France | France, Cour d'appel de colmar, 03 juillet 2008, 04/06021


MINUTE N° 582/2008
Copie exécutoire à :
- la SELARL ARTHUS CONSEIL
- Me Antoine S. SCHNEIDER
DEUXIEME CHAMBRE CIVILE - SECTION A
Décision déférée à la Cour : 26 Octobre 2004 par le TRIBUNAL DE GRANDE INSTANCE DE COLMAR
APPELANTE et défenderesse :
LA S.C.I. LE MANDELBERG, ayant son siège social Chemin du Mandelberg à 68630 MITTELWIHR, prise en la personne de son représentant légal,
Représentée par la SELARL ARTHUS CONSEIL, Avocat à la Cour,Plaidant : Me SIMOENS, Avocat à COLMAR,

INTIMEE et demanderesse :
LA SARL SOMEST, ayant son siège social

3, Rue de Hengwiller à 67440 DIMBSTHAL, prise en la personne de son représentant légal,
Représenté...

MINUTE N° 582/2008
Copie exécutoire à :
- la SELARL ARTHUS CONSEIL
- Me Antoine S. SCHNEIDER
DEUXIEME CHAMBRE CIVILE - SECTION A
Décision déférée à la Cour : 26 Octobre 2004 par le TRIBUNAL DE GRANDE INSTANCE DE COLMAR
APPELANTE et défenderesse :
LA S.C.I. LE MANDELBERG, ayant son siège social Chemin du Mandelberg à 68630 MITTELWIHR, prise en la personne de son représentant légal,
Représentée par la SELARL ARTHUS CONSEIL, Avocat à la Cour,Plaidant : Me SIMOENS, Avocat à COLMAR,

INTIMEE et demanderesse :
LA SARL SOMEST, ayant son siège social 3, Rue de Hengwiller à 67440 DIMBSTHAL, prise en la personne de son représentant légal,
Représentée par Me Antoine S. SCHNEIDER, Avocat à la Cour,
COMPOSITION DE LA COUR :L'affaire a été débattue le 14 Mai 2008, en audience publique, devant la Cour composée de :M. WERL, Président de Chambre,Mme CONTE, Conseiller,Mme DIEPENBROEK, Conseiller,qui en ont délibéré.

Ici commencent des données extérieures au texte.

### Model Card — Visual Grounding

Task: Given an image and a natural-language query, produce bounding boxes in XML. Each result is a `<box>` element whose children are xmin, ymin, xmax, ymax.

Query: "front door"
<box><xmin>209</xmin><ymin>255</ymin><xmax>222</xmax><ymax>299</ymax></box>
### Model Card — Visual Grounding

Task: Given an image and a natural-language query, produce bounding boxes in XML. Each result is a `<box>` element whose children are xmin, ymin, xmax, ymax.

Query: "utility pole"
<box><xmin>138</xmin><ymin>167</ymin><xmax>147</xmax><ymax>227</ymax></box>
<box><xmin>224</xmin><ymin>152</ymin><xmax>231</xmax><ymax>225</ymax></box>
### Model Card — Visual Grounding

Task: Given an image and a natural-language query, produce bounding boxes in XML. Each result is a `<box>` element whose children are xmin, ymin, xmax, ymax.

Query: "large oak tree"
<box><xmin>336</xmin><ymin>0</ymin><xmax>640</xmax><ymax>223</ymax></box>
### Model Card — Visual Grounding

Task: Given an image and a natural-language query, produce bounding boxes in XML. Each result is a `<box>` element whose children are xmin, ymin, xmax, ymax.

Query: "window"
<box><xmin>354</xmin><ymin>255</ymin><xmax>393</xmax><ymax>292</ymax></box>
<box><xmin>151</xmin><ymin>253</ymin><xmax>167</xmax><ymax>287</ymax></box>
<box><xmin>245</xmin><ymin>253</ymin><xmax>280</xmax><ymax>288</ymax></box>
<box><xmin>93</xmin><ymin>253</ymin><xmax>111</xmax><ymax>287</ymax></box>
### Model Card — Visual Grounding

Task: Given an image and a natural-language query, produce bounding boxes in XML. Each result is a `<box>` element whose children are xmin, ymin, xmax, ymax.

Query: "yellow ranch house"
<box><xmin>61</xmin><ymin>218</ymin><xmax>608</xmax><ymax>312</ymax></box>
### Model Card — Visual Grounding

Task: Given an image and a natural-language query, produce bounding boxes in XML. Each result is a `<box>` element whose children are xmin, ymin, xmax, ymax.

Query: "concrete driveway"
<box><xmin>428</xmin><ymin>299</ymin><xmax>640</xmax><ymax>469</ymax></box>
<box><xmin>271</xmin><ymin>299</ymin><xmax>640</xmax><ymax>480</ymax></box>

Greffier ad'hoc, lors des débats : Mme WEIGEL,
ARRET :- Contradictoire- prononcé publiquement par mise à disposition de l'arrêt au greffe de la Cour, les parties en ayant été préalablement avisées dans les conditions prévues au deuxième alinéa de l'article 450 du Nouveau Code de Procédure Civile.- signé par M. Michel WERL, président, et Mme Corinne LAEMLE, greffier, auquel la minute de la décision a été remise par le magistrat signataire.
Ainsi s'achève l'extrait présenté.